Output a single integer — the required minimal sum.

Sample Input

Input

2
1 2

Output

2

Input

3
2 4 6

Output

6

Input

2
12 18

Output

12

Input

5
45 12 27 30 18

Output

15

Hint

In the first example the optimal way is to do the assignment: x₂ = x₂ - x₁.
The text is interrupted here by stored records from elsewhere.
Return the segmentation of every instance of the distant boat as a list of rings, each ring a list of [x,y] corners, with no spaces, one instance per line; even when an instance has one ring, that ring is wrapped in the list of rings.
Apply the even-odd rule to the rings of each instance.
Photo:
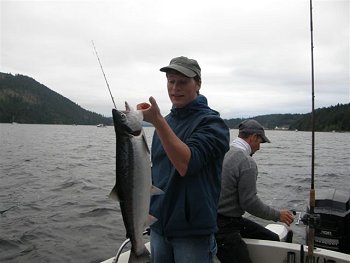
[[[15,116],[14,115],[12,115],[12,122],[11,122],[12,124],[18,124],[17,122],[15,122]]]
[[[105,128],[105,127],[107,127],[107,126],[104,125],[103,123],[100,123],[100,124],[97,125],[97,127],[99,127],[99,128]]]
[[[288,127],[278,127],[278,126],[276,126],[274,130],[287,131]]]

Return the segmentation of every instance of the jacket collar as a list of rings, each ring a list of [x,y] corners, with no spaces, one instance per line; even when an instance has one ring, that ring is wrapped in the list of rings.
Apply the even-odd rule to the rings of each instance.
[[[186,116],[191,112],[194,111],[199,111],[202,109],[208,109],[208,101],[207,98],[203,95],[198,95],[193,101],[188,103],[185,107],[183,108],[175,108],[174,106],[172,107],[171,115],[172,116]]]
[[[236,139],[234,139],[232,141],[231,146],[242,150],[243,152],[245,152],[248,155],[250,155],[252,153],[252,148],[250,147],[250,145],[245,140],[243,140],[239,137],[237,137]]]

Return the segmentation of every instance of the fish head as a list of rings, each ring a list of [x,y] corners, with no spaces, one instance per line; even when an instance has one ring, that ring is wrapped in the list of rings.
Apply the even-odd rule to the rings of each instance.
[[[140,134],[142,130],[143,113],[134,110],[125,102],[125,110],[112,110],[114,129],[116,132],[125,132],[132,135]]]

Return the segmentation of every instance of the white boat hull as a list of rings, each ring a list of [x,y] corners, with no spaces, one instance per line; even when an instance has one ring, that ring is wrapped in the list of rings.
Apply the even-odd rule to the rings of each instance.
[[[254,263],[287,262],[287,253],[294,252],[295,262],[300,262],[301,245],[267,240],[245,239],[249,255]],[[308,247],[304,245],[304,262],[306,261]],[[350,255],[328,249],[314,249],[315,262],[334,260],[336,263],[350,263]],[[317,258],[319,260],[317,261]]]
[[[294,252],[295,262],[300,262],[301,245],[295,243],[285,243],[276,241],[244,239],[247,243],[249,255],[253,263],[285,263],[287,262],[287,253]],[[146,243],[147,249],[150,249],[150,243]],[[130,251],[122,253],[118,263],[126,263],[129,259]],[[304,245],[304,262],[307,256],[307,246]],[[314,250],[315,262],[327,262],[334,260],[336,263],[350,263],[350,255],[335,252],[332,250],[316,248]],[[317,260],[318,259],[318,260]],[[219,261],[217,261],[219,262]],[[110,258],[101,263],[116,263],[114,258]]]

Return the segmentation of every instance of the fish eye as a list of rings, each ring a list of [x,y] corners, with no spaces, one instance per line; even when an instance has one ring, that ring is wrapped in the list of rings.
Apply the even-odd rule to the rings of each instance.
[[[121,118],[122,121],[125,121],[126,120],[126,114],[121,112],[120,113],[120,118]]]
In the second example the optimal sequence of operations is: x₃ = x₃ - x₂, x₂ = x₂ - x₁.

Source

Codeforces Round #228 (Div. 2)

题解：将题目转化一下，就是求n个数的最大公约数再乘以n。

#include <iostream>
#include <stdlib.h>
#include <stdio.h>
#include <algorithm>
#include <string.h>
#include <math.h>
using namespace std;
typedef long long ll;
ll gcd(ll a,ll b)
{
    if (b==0) return a;
    else return gcd(b,a%b);
}
int main()
{
    int i,n,ans,a[105];
    while (cin>>n)
    {
        cin>>a[0];
        ans=a[0];
        for (i=1;i<n;i++)
        {
            cin>>a[i];
            ans=gcd(ans,a[i]);
        }
        cout<<ans*n<<endl;
    }
    return 0;
}